Boyd Tonkin is a writer, journalist and critic
The age of 'cli-fi'Now, 200 years after her world-shaking summer, the art that responds to human-made environmental peril may have more to learn from Shelley than from her aristocratic ally.
At least since J. G. Ballard published his great twin tales of planetary catastrophe in the early 1960s (The Drowned World and The Burning World, later retitled The Drought), climate-change fiction has spread like livid algae across a stagnant pool. “Cli-fi”, as the critic Dan Bloom called it, now stretches across 200-odd titles – from early visions such as Arthur Herzog’s Heat to the ecological precision of Barbara Kingsolver’s Flight Behaviour and the exuberant end-time speculation of David Mitchell’s The Bone Clocks.
Even before the hard news came in about greenhouse gas emissions, weather-driven apocalypse had long lost its novelty. In Mary Shelley’s spirit of excitement and enchantment, writers and other green-minded artists may now need to recalibrate their instruments of warning and prophecy.
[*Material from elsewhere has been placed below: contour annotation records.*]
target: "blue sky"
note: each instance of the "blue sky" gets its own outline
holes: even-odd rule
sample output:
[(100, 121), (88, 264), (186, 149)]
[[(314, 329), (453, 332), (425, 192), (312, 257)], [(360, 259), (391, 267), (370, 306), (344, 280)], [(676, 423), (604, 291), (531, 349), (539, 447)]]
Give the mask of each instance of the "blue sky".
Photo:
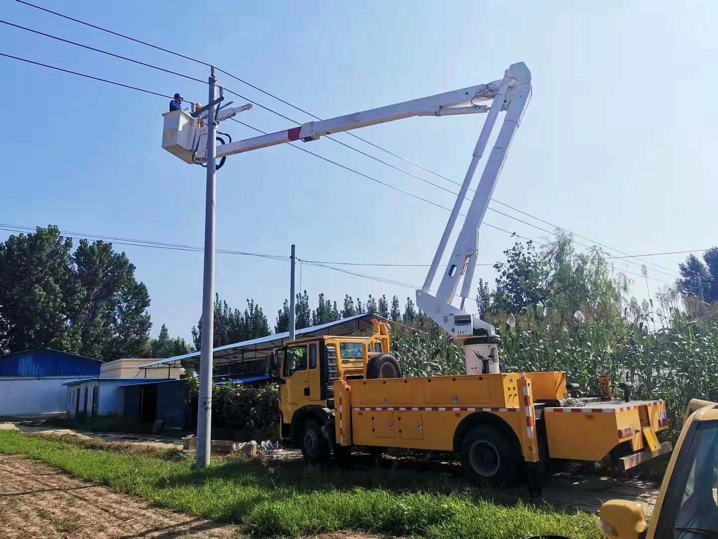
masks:
[[(526, 62), (533, 96), (494, 198), (630, 254), (716, 244), (710, 209), (718, 106), (718, 4), (663, 1), (89, 1), (37, 4), (213, 63), (322, 117), (500, 78)], [(203, 66), (6, 1), (2, 18), (205, 78)], [(4, 26), (0, 52), (206, 102), (206, 85)], [(0, 57), (4, 155), (0, 222), (58, 225), (78, 233), (202, 245), (204, 170), (161, 147), (167, 100)], [(220, 83), (292, 119), (312, 119), (225, 75)], [(238, 98), (236, 102), (243, 102)], [(243, 121), (294, 126), (255, 107)], [(362, 129), (361, 137), (460, 181), (480, 115), (418, 118)], [(234, 122), (233, 138), (252, 136)], [(347, 135), (342, 142), (456, 188)], [(328, 140), (303, 147), (445, 206), (453, 195)], [(228, 159), (218, 174), (217, 247), (307, 260), (428, 264), (448, 212), (287, 145)], [(497, 209), (506, 211), (498, 205)], [(525, 216), (523, 220), (546, 228)], [(521, 236), (544, 232), (489, 211), (486, 221)], [(550, 227), (548, 227), (550, 228)], [(0, 239), (9, 232), (0, 231)], [(483, 227), (479, 263), (511, 245)], [(584, 242), (583, 240), (579, 240)], [(200, 313), (202, 254), (116, 246), (150, 292), (153, 335), (162, 323), (185, 338)], [(614, 253), (615, 254), (615, 253)], [(651, 262), (677, 269), (685, 255)], [(640, 272), (632, 264), (617, 269)], [(354, 268), (420, 285), (425, 268)], [(665, 271), (665, 270), (663, 270)], [(480, 267), (477, 280), (493, 281)], [(672, 274), (649, 272), (651, 293)], [(635, 294), (645, 297), (637, 280)], [(414, 290), (302, 264), (301, 287), (340, 303)], [(232, 306), (253, 298), (274, 323), (289, 295), (284, 262), (218, 254), (217, 292)]]

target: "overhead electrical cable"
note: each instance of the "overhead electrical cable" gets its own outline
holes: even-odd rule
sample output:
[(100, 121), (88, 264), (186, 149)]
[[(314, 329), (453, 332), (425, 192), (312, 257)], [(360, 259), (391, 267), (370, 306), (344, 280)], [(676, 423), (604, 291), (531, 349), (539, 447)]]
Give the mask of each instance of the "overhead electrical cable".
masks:
[[(40, 6), (37, 6), (37, 5), (34, 4), (31, 4), (30, 2), (25, 1), (24, 0), (17, 0), (17, 1), (19, 2), (20, 4), (25, 4), (27, 6), (29, 6), (30, 7), (33, 7), (33, 8), (35, 8), (37, 9), (40, 9), (40, 10), (42, 10), (43, 11), (45, 11), (47, 13), (50, 13), (50, 14), (55, 15), (57, 17), (62, 17), (62, 18), (68, 19), (68, 20), (71, 20), (71, 21), (73, 21), (74, 22), (77, 22), (77, 23), (80, 24), (83, 24), (83, 25), (90, 27), (91, 28), (93, 28), (93, 29), (102, 31), (102, 32), (105, 32), (111, 34), (113, 35), (115, 35), (115, 36), (117, 36), (117, 37), (122, 37), (123, 39), (126, 39), (126, 40), (130, 40), (130, 41), (133, 41), (133, 42), (136, 42), (136, 43), (139, 43), (139, 44), (143, 45), (144, 46), (154, 48), (155, 50), (160, 50), (160, 51), (162, 51), (164, 52), (167, 52), (168, 54), (171, 54), (171, 55), (177, 56), (179, 57), (182, 57), (182, 58), (184, 58), (185, 60), (190, 60), (192, 62), (195, 62), (196, 63), (198, 63), (198, 64), (200, 64), (200, 65), (205, 65), (205, 66), (209, 67), (209, 66), (211, 65), (211, 64), (210, 64), (210, 63), (208, 63), (207, 62), (204, 62), (202, 60), (198, 60), (198, 59), (197, 59), (195, 57), (192, 57), (187, 55), (183, 55), (183, 54), (181, 54), (180, 52), (177, 52), (175, 51), (170, 50), (169, 49), (167, 49), (167, 48), (163, 47), (159, 47), (159, 46), (154, 45), (152, 43), (149, 43), (148, 42), (143, 41), (141, 40), (138, 40), (136, 38), (131, 37), (128, 36), (128, 35), (126, 35), (125, 34), (122, 34), (122, 33), (117, 32), (115, 32), (115, 31), (113, 31), (113, 30), (110, 30), (110, 29), (108, 29), (107, 28), (104, 28), (103, 27), (100, 27), (100, 26), (98, 26), (96, 24), (93, 24), (91, 23), (87, 22), (85, 21), (83, 21), (83, 20), (79, 19), (76, 19), (76, 18), (74, 18), (74, 17), (70, 17), (70, 16), (67, 16), (67, 15), (65, 15), (65, 14), (59, 13), (57, 11), (52, 11), (51, 9), (48, 9), (47, 8), (44, 8), (44, 7), (42, 7)], [(80, 45), (80, 46), (82, 46), (82, 45)], [(134, 60), (130, 60), (130, 61), (134, 61)], [(321, 120), (322, 119), (320, 116), (316, 116), (314, 114), (312, 114), (312, 113), (310, 113), (310, 112), (304, 110), (304, 109), (302, 109), (302, 108), (297, 106), (297, 105), (294, 105), (294, 104), (290, 103), (289, 101), (286, 101), (284, 99), (282, 99), (281, 98), (280, 98), (280, 97), (279, 97), (279, 96), (276, 96), (276, 95), (274, 95), (274, 94), (273, 94), (273, 93), (271, 93), (270, 92), (268, 92), (267, 91), (264, 90), (263, 88), (259, 88), (258, 86), (256, 86), (256, 85), (252, 84), (251, 83), (247, 81), (245, 79), (243, 79), (243, 78), (241, 78), (240, 77), (238, 77), (238, 76), (236, 76), (235, 75), (233, 75), (232, 73), (229, 73), (228, 71), (225, 71), (225, 70), (224, 70), (223, 69), (220, 69), (220, 68), (217, 68), (217, 70), (219, 71), (219, 72), (220, 72), (220, 73), (224, 73), (225, 75), (227, 75), (228, 76), (229, 76), (229, 77), (230, 77), (230, 78), (233, 78), (233, 79), (235, 79), (236, 80), (238, 80), (239, 82), (241, 82), (243, 84), (247, 85), (248, 86), (249, 86), (249, 87), (251, 87), (251, 88), (253, 88), (253, 89), (255, 89), (255, 90), (256, 90), (256, 91), (258, 91), (259, 92), (261, 92), (262, 93), (264, 93), (264, 94), (265, 94), (266, 96), (269, 96), (269, 97), (271, 97), (274, 99), (276, 99), (276, 100), (280, 101), (281, 103), (284, 103), (284, 104), (286, 104), (286, 105), (287, 105), (289, 106), (292, 107), (293, 109), (295, 109), (297, 111), (301, 111), (301, 112), (302, 112), (302, 113), (304, 113), (305, 114), (307, 114), (309, 116), (314, 118), (314, 119), (317, 119), (317, 120)], [(182, 75), (182, 76), (186, 76), (186, 75)], [(192, 80), (198, 80), (198, 79), (195, 79), (194, 78), (192, 78)], [(206, 81), (200, 80), (200, 82), (206, 82)], [(234, 95), (236, 95), (236, 96), (237, 96), (238, 97), (241, 97), (243, 99), (246, 99), (247, 101), (249, 101), (253, 103), (254, 104), (257, 105), (258, 106), (259, 106), (259, 107), (261, 107), (262, 109), (264, 109), (265, 110), (267, 110), (267, 111), (269, 111), (270, 112), (272, 112), (272, 113), (274, 113), (275, 114), (277, 114), (278, 116), (281, 116), (281, 117), (282, 117), (282, 118), (284, 118), (284, 119), (286, 119), (286, 120), (288, 120), (289, 121), (292, 121), (292, 122), (294, 122), (295, 124), (299, 124), (299, 125), (302, 124), (302, 122), (299, 122), (297, 120), (294, 120), (294, 119), (291, 119), (291, 118), (289, 118), (289, 117), (288, 117), (288, 116), (285, 116), (284, 114), (281, 114), (281, 113), (277, 112), (276, 111), (274, 111), (274, 110), (273, 110), (273, 109), (270, 109), (270, 108), (269, 108), (269, 107), (267, 107), (267, 106), (266, 106), (264, 105), (262, 105), (261, 103), (256, 103), (256, 101), (252, 101), (248, 98), (247, 98), (247, 97), (246, 97), (244, 96), (238, 94), (238, 93), (237, 93), (236, 92), (233, 92), (233, 91), (232, 91), (230, 90), (228, 90), (228, 89), (227, 91), (228, 91), (228, 92), (229, 92), (230, 93), (233, 93), (233, 94), (234, 94)], [(350, 136), (354, 137), (355, 139), (360, 140), (360, 141), (362, 141), (362, 142), (365, 142), (365, 143), (366, 143), (368, 144), (370, 144), (370, 146), (372, 146), (373, 147), (376, 147), (378, 149), (380, 149), (380, 150), (381, 150), (383, 152), (385, 152), (386, 153), (387, 153), (387, 154), (388, 154), (390, 155), (392, 155), (392, 156), (393, 156), (393, 157), (396, 157), (398, 159), (400, 159), (400, 160), (403, 160), (403, 161), (404, 161), (404, 162), (406, 162), (407, 163), (409, 163), (410, 165), (412, 165), (413, 166), (417, 167), (419, 167), (419, 168), (420, 168), (420, 169), (421, 169), (421, 170), (424, 170), (426, 172), (429, 172), (431, 174), (433, 174), (434, 175), (435, 175), (435, 176), (437, 176), (438, 178), (442, 178), (444, 180), (446, 180), (447, 181), (451, 182), (452, 183), (454, 183), (454, 185), (461, 185), (459, 182), (457, 182), (455, 180), (451, 180), (450, 178), (447, 178), (447, 177), (446, 177), (446, 176), (444, 176), (444, 175), (443, 175), (442, 174), (439, 174), (439, 172), (435, 172), (434, 170), (432, 170), (431, 169), (429, 169), (429, 168), (427, 168), (426, 167), (424, 167), (424, 166), (422, 166), (421, 165), (419, 165), (418, 163), (416, 163), (416, 162), (415, 162), (414, 161), (411, 161), (411, 160), (408, 160), (408, 159), (406, 159), (405, 157), (403, 157), (401, 155), (398, 155), (398, 154), (396, 154), (396, 153), (394, 153), (393, 152), (391, 152), (390, 150), (388, 150), (386, 148), (383, 148), (381, 146), (379, 146), (378, 144), (375, 144), (373, 142), (371, 142), (370, 141), (366, 140), (365, 139), (363, 139), (361, 137), (359, 137), (358, 135), (356, 135), (354, 133), (347, 132), (346, 134), (350, 135)], [(330, 140), (332, 140), (334, 142), (338, 143), (338, 144), (341, 144), (342, 146), (345, 146), (345, 147), (346, 147), (348, 148), (350, 148), (350, 149), (353, 149), (354, 151), (358, 152), (359, 153), (360, 153), (360, 154), (362, 154), (363, 155), (365, 155), (365, 156), (367, 156), (367, 157), (370, 157), (371, 159), (377, 160), (377, 161), (378, 161), (378, 162), (380, 162), (381, 163), (383, 163), (384, 165), (386, 165), (387, 166), (391, 167), (392, 168), (394, 168), (394, 169), (396, 169), (397, 170), (399, 170), (399, 171), (401, 171), (402, 172), (404, 172), (404, 173), (408, 174), (408, 175), (409, 175), (411, 176), (413, 176), (414, 178), (417, 178), (419, 180), (421, 180), (421, 181), (423, 181), (424, 183), (429, 183), (430, 185), (434, 185), (434, 186), (435, 186), (437, 188), (439, 188), (440, 189), (443, 189), (444, 190), (448, 190), (449, 193), (453, 193), (450, 190), (447, 190), (447, 189), (445, 189), (445, 188), (443, 188), (443, 187), (442, 187), (442, 186), (440, 186), (440, 185), (437, 185), (436, 183), (434, 183), (433, 182), (430, 182), (428, 180), (426, 180), (425, 178), (421, 178), (420, 176), (418, 176), (417, 175), (413, 174), (411, 172), (409, 172), (409, 171), (405, 170), (404, 169), (401, 169), (401, 168), (399, 168), (398, 167), (396, 167), (395, 165), (393, 165), (391, 163), (386, 162), (385, 162), (385, 161), (383, 161), (383, 160), (381, 160), (381, 159), (379, 159), (379, 158), (378, 158), (378, 157), (376, 157), (375, 156), (372, 156), (372, 155), (370, 155), (369, 154), (367, 154), (367, 153), (365, 153), (364, 152), (362, 152), (361, 150), (358, 149), (358, 148), (355, 148), (355, 147), (354, 147), (353, 146), (350, 146), (349, 144), (345, 144), (343, 142), (341, 142), (340, 141), (338, 141), (338, 140), (337, 140), (335, 139), (333, 139), (333, 138), (332, 138), (330, 137), (327, 137), (327, 138), (329, 138)], [(471, 190), (472, 192), (474, 191), (474, 190)], [(457, 194), (457, 193), (454, 193), (454, 194)], [(501, 202), (500, 201), (497, 201), (497, 200), (495, 200), (494, 198), (492, 198), (491, 200), (492, 200), (492, 201), (495, 202), (495, 203), (497, 203), (498, 204), (500, 204), (500, 205), (502, 205), (502, 206), (505, 206), (506, 208), (510, 208), (510, 209), (512, 209), (512, 210), (513, 210), (515, 211), (518, 211), (518, 212), (519, 212), (521, 213), (523, 213), (523, 215), (529, 216), (531, 218), (536, 219), (536, 220), (539, 221), (541, 222), (543, 222), (543, 223), (544, 223), (546, 224), (549, 224), (551, 226), (554, 226), (556, 229), (559, 229), (559, 230), (561, 230), (561, 231), (564, 231), (565, 232), (567, 232), (568, 234), (572, 234), (573, 236), (576, 236), (577, 237), (579, 237), (579, 238), (581, 238), (582, 239), (584, 239), (584, 240), (586, 240), (587, 241), (589, 241), (591, 243), (593, 243), (593, 244), (595, 244), (597, 245), (599, 245), (600, 247), (604, 247), (605, 249), (610, 249), (612, 251), (615, 251), (616, 252), (618, 252), (618, 253), (620, 253), (621, 254), (625, 255), (625, 257), (627, 258), (627, 259), (628, 258), (636, 258), (637, 259), (640, 260), (640, 259), (638, 259), (638, 258), (637, 258), (635, 257), (633, 257), (631, 255), (629, 255), (628, 253), (626, 253), (625, 252), (623, 252), (623, 251), (620, 251), (620, 249), (615, 249), (613, 247), (609, 247), (607, 245), (605, 245), (605, 244), (600, 244), (600, 243), (599, 243), (597, 241), (593, 241), (592, 239), (589, 239), (589, 238), (587, 238), (587, 237), (585, 237), (584, 236), (581, 236), (580, 234), (576, 234), (574, 232), (572, 232), (572, 231), (569, 231), (567, 229), (564, 229), (563, 227), (558, 226), (557, 225), (554, 225), (554, 224), (551, 224), (551, 223), (550, 223), (550, 222), (549, 222), (547, 221), (545, 221), (544, 219), (541, 219), (541, 218), (536, 217), (536, 216), (533, 216), (533, 215), (532, 215), (531, 213), (528, 213), (528, 212), (523, 211), (522, 210), (519, 210), (519, 209), (518, 209), (518, 208), (515, 208), (515, 207), (513, 207), (513, 206), (510, 206), (509, 204), (506, 204), (506, 203), (503, 203), (503, 202)], [(500, 211), (498, 211), (498, 210), (496, 210), (496, 209), (495, 209), (493, 208), (489, 207), (488, 209), (490, 209), (490, 210), (491, 210), (493, 211), (495, 211), (497, 213), (501, 213), (502, 215), (506, 216), (507, 217), (509, 217), (510, 218), (516, 219), (516, 221), (519, 221), (520, 222), (522, 222), (522, 223), (524, 223), (526, 224), (528, 224), (530, 226), (533, 226), (534, 228), (536, 228), (536, 229), (538, 229), (539, 230), (542, 230), (544, 231), (545, 231), (544, 229), (541, 229), (540, 227), (536, 226), (536, 225), (533, 225), (531, 224), (526, 223), (526, 221), (521, 221), (520, 219), (518, 219), (517, 218), (513, 217), (513, 216), (510, 216), (510, 215), (508, 215), (507, 213), (502, 213)], [(549, 231), (549, 234), (553, 234), (554, 233), (551, 232), (551, 231)], [(574, 242), (577, 243), (577, 244), (581, 245), (582, 247), (587, 247), (587, 246), (584, 245), (583, 244), (580, 244), (580, 243), (579, 243), (577, 241), (574, 241)], [(631, 261), (628, 261), (627, 260), (627, 262), (629, 262), (630, 263), (635, 264), (636, 265), (642, 265), (642, 264), (638, 264), (636, 262), (633, 262)], [(654, 264), (653, 262), (650, 262), (645, 261), (645, 260), (640, 260), (640, 262), (643, 264), (651, 264), (651, 265), (656, 266), (657, 267), (659, 267), (659, 268), (661, 268), (662, 270), (668, 270), (669, 272), (671, 272), (671, 273), (670, 273), (670, 274), (666, 274), (666, 275), (677, 275), (676, 272), (675, 272), (674, 270), (671, 270), (669, 268), (667, 268), (667, 267), (663, 267), (663, 266), (660, 266), (658, 264)], [(658, 271), (658, 270), (653, 270), (653, 271)], [(665, 272), (658, 272), (666, 273)]]

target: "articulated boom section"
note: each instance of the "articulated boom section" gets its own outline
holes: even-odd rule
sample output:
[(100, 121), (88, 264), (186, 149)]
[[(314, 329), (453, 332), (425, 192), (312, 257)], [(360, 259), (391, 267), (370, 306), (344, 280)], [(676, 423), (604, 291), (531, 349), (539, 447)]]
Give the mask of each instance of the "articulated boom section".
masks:
[[(486, 121), (474, 149), (469, 170), (464, 178), (451, 216), (434, 256), (431, 268), (421, 290), (416, 290), (416, 305), (437, 323), (455, 338), (464, 343), (465, 363), (467, 374), (479, 374), (498, 373), (498, 343), (493, 326), (472, 316), (463, 310), (464, 300), (471, 293), (471, 282), (476, 267), (478, 227), (488, 208), (491, 195), (503, 167), (506, 154), (513, 135), (518, 127), (531, 93), (531, 72), (526, 65), (513, 64), (506, 70), (493, 103), (488, 109)], [(499, 106), (494, 103), (500, 103)], [(463, 226), (449, 259), (449, 264), (442, 278), (435, 295), (429, 287), (436, 275), (442, 257), (446, 251), (449, 236), (456, 223), (462, 203), (466, 198), (474, 173), (488, 142), (489, 137), (502, 111), (505, 111), (503, 124), (499, 131), (493, 148), (484, 167), (481, 179), (474, 198), (469, 206)], [(463, 278), (461, 290), (461, 308), (452, 303), (456, 295), (459, 281)]]
[[(320, 137), (350, 131), (370, 125), (385, 124), (415, 116), (454, 116), (486, 113), (489, 109), (481, 101), (493, 99), (500, 90), (502, 80), (454, 90), (393, 105), (371, 109), (327, 120), (309, 121), (276, 133), (253, 137), (217, 149), (217, 158), (253, 149), (301, 140), (308, 142)], [(246, 110), (248, 106), (232, 109), (232, 116)], [(221, 111), (220, 111), (221, 115)], [(165, 113), (162, 147), (188, 163), (201, 164), (206, 160), (207, 126), (201, 119), (192, 118), (184, 111)], [(230, 117), (230, 116), (227, 116)], [(222, 116), (218, 118), (221, 121)]]
[[(307, 142), (334, 133), (415, 116), (442, 116), (485, 113), (486, 121), (474, 148), (469, 170), (442, 236), (431, 269), (421, 290), (416, 291), (416, 304), (444, 330), (464, 341), (468, 374), (496, 373), (499, 370), (498, 339), (494, 328), (478, 317), (467, 313), (463, 309), (464, 300), (462, 300), (461, 308), (454, 307), (452, 303), (461, 278), (463, 278), (461, 297), (465, 299), (471, 293), (471, 282), (476, 267), (477, 229), (483, 220), (508, 147), (531, 97), (531, 72), (526, 65), (523, 63), (516, 63), (506, 70), (503, 78), (499, 80), (327, 120), (309, 121), (276, 133), (222, 144), (217, 148), (216, 157), (219, 159), (285, 142), (299, 140)], [(482, 101), (491, 101), (491, 103), (479, 104)], [(217, 121), (230, 118), (250, 106), (248, 103), (231, 109), (220, 107), (216, 116)], [(502, 111), (505, 113), (503, 123), (486, 161), (456, 244), (451, 252), (447, 270), (436, 295), (432, 295), (429, 289), (446, 251), (449, 236), (454, 229), (477, 166)], [(186, 162), (197, 165), (205, 162), (208, 127), (202, 118), (193, 117), (185, 111), (167, 112), (163, 116), (164, 130), (162, 147)]]

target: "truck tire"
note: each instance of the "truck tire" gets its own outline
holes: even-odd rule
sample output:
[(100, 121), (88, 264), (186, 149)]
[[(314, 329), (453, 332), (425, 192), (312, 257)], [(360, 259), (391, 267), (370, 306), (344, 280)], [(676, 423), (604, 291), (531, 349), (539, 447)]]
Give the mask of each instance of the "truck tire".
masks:
[(366, 377), (376, 378), (401, 378), (401, 367), (399, 367), (396, 358), (391, 354), (382, 354), (370, 358), (366, 366)]
[(519, 456), (506, 435), (490, 425), (479, 425), (461, 441), (461, 464), (467, 476), (495, 486), (513, 484), (518, 476)]
[(307, 419), (304, 421), (299, 441), (302, 454), (309, 462), (319, 464), (329, 460), (329, 442), (315, 420)]

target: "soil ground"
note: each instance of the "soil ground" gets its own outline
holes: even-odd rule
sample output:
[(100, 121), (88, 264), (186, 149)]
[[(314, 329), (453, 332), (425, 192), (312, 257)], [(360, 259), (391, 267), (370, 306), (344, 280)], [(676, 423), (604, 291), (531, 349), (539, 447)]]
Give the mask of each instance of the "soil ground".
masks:
[[(251, 539), (238, 526), (157, 507), (47, 464), (0, 455), (3, 539)], [(315, 539), (387, 539), (336, 533)]]
[[(123, 434), (106, 433), (78, 433), (70, 429), (57, 429), (39, 425), (29, 425), (22, 423), (4, 424), (8, 427), (18, 428), (28, 433), (43, 433), (54, 434), (75, 434), (89, 436), (105, 440), (129, 443), (146, 444), (165, 448), (182, 448), (182, 440), (163, 436), (141, 434)], [(292, 460), (301, 459), (301, 453), (294, 449), (283, 449), (276, 456), (279, 459)], [(391, 459), (391, 456), (383, 457)], [(397, 459), (396, 463), (389, 466), (398, 466), (402, 468), (416, 469), (417, 471), (431, 471), (438, 473), (449, 473), (460, 475), (457, 463), (451, 461), (433, 461), (430, 463), (417, 463), (411, 459)], [(360, 459), (357, 464), (360, 467)], [(601, 504), (608, 499), (622, 499), (639, 502), (643, 506), (643, 510), (647, 515), (653, 512), (658, 494), (659, 485), (645, 480), (630, 478), (617, 478), (615, 476), (600, 476), (595, 474), (557, 474), (550, 477), (544, 484), (542, 497), (549, 503), (556, 506), (569, 506), (577, 507), (582, 510), (595, 512)], [(523, 497), (526, 489), (523, 487), (512, 492), (517, 496)], [(1, 536), (1, 535), (0, 535)]]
A couple of years before Ian McEwan published Solar – his bold bid in 2010 to do exactly that – he told me in an interview about the limits of disaster narratives. “We’ve had so many dystopias that we’re brain-dead in that direction,” the novelist argued. Instead, climate change called for fiercer, nimbler forms of art. “It’s got to be fascinating, in the way that gossip is. It’s got to be about ourselves. Maybe it needs an Animal Farm. Maybe it needs an allegory. But if you’re going in that direction, you need a lot of wit.”